Tuesday, June 06, 2006

"We are not entirely human, germ gene experts argue"

Maybe calling someone germy is not necssarily an insult. This article in Reuters suggests that we are bacteria and bacteria is us.

"We may not be entirely human, gene experts said on Thursday after studying the DNA of hundreds of different kinds of bacteria in the human gut...
...Bacteria are so important to key functions such as digestion and the immune system that we may be truly symbiotic organisms -- relying on one another for life itself, the scientists write in Friday's issue of the journal Science.

Funny, I’ve been thinking about that lately, about our collective Western fear o’ germs. I was visiting a Korean American friend, and in celebration of my arrival, she’d made a big-ass pot of kimchi stew. Kimchi, as Rex Reed the film critic more of less racistly put it, is

"a mixture of raw garlic and cabbage buried underground until it rots, dug up from the grave and then served in earthenware pots sold at the Seoul airport as souvenirs."
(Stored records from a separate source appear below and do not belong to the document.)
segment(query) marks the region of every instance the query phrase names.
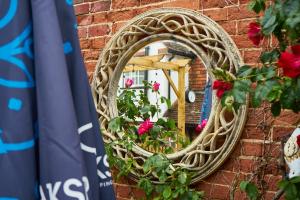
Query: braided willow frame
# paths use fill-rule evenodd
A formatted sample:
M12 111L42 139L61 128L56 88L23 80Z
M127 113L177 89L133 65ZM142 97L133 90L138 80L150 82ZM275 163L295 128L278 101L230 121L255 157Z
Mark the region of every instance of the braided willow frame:
M230 36L213 20L198 12L164 8L135 17L107 43L92 81L105 143L121 137L120 133L108 130L108 122L118 115L117 88L126 63L139 49L159 40L175 40L189 46L202 60L212 80L215 79L213 69L226 66L228 74L234 76L238 67L243 64ZM184 167L194 171L192 183L213 173L238 142L245 124L246 111L247 106L238 111L233 110L233 117L226 121L227 111L213 93L212 111L202 133L186 148L167 155L174 168ZM152 155L138 145L134 145L132 151L115 145L114 153L122 159L131 157L137 161L131 171L131 178L134 180L138 180L142 174L142 163ZM149 178L153 182L159 182L154 174L149 174Z

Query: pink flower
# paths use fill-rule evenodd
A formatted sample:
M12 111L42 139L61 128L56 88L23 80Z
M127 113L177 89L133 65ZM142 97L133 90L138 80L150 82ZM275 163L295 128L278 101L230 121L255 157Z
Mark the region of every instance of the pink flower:
M196 126L195 131L197 133L200 133L205 128L206 124L207 124L207 119L202 120L201 124L198 124Z
M206 126L206 124L207 124L207 119L202 120L202 122L201 122L202 128L204 128Z
M125 80L125 87L126 87L126 88L131 87L132 84L133 84L133 79L128 78L128 79Z
M291 47L292 53L282 52L278 60L278 66L283 69L283 75L297 78L300 75L300 45Z
M261 27L260 27L259 23L252 22L252 23L249 24L248 38L256 46L258 46L259 43L262 41L264 36L261 33Z
M196 131L197 133L200 133L200 132L202 131L202 126L201 126L201 124L198 124L198 125L196 126L195 131Z
M297 136L297 144L300 147L300 135Z
M138 128L138 134L143 135L149 132L149 130L152 128L153 128L153 123L150 122L150 119L146 119L143 123L140 124Z
M232 89L232 83L216 80L213 83L213 89L217 90L217 97L222 98L224 92Z
M153 91L158 91L159 90L159 86L160 86L160 84L159 83L157 83L157 82L155 82L154 84L153 84L153 86L152 86L152 89L153 89Z

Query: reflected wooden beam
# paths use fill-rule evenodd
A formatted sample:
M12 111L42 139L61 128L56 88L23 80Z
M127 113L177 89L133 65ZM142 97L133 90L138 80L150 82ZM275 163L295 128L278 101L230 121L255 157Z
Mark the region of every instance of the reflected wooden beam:
M178 91L177 88L176 88L176 85L174 84L174 82L173 82L172 78L170 77L168 71L165 70L165 69L163 69L162 71L164 72L166 78L168 79L168 81L169 81L169 83L170 83L172 89L174 90L174 92L175 92L175 94L176 94L176 96L177 96L177 99L178 99L179 96L180 96L180 94L179 94L179 91Z
M180 67L178 71L178 129L181 136L185 137L185 68Z

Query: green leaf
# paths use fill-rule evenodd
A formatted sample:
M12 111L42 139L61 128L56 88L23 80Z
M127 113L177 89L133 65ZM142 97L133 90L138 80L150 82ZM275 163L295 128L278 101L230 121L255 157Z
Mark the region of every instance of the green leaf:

Kimchi, like other fermented food, doesn't go "bad." It just gets more sour. There is a whole putrefaction theory that has been circulating vis a vis pasteurized milk--unpasteurized milk retains all enzymes etc., and thus becomes sour when it ages, but not putrefied. Anyway, about the kimchi stew, my friend kept it out, unrefrigerated, and there was even meat in it. I noticed that with each reheating and eating, it became more and more delicious until I was basically requesting to eat it three times a day for the remainder of my stay.

My mom used to make me feel that if I left some hardboiled egg out of the fridge for 15 minutes before I ate it I'd automatically give myself salmonella. My thinking, however, is changing on that. I read in a macrobiotic cookbook that when chopping organic veggies, one only needs to rinse off the cutting board, not scald, soap and bleach it (as I'd normally do). I have done this rinsing thing for going on 6 months and no food poisoning symptoms yet!

Per my previous bird flu column, we see that the unhealthy/healthy question might lie more not in the germs/no germs dichotomy but in what kind of germs we are talking about. It seems if you have more of the delicious good bacteria (probiotics) in your system, the bad bacteria don’t get a chance to flourish, hence us kimchi-eaters who eschew the flu vaccine (more on that later) might have the last laugh.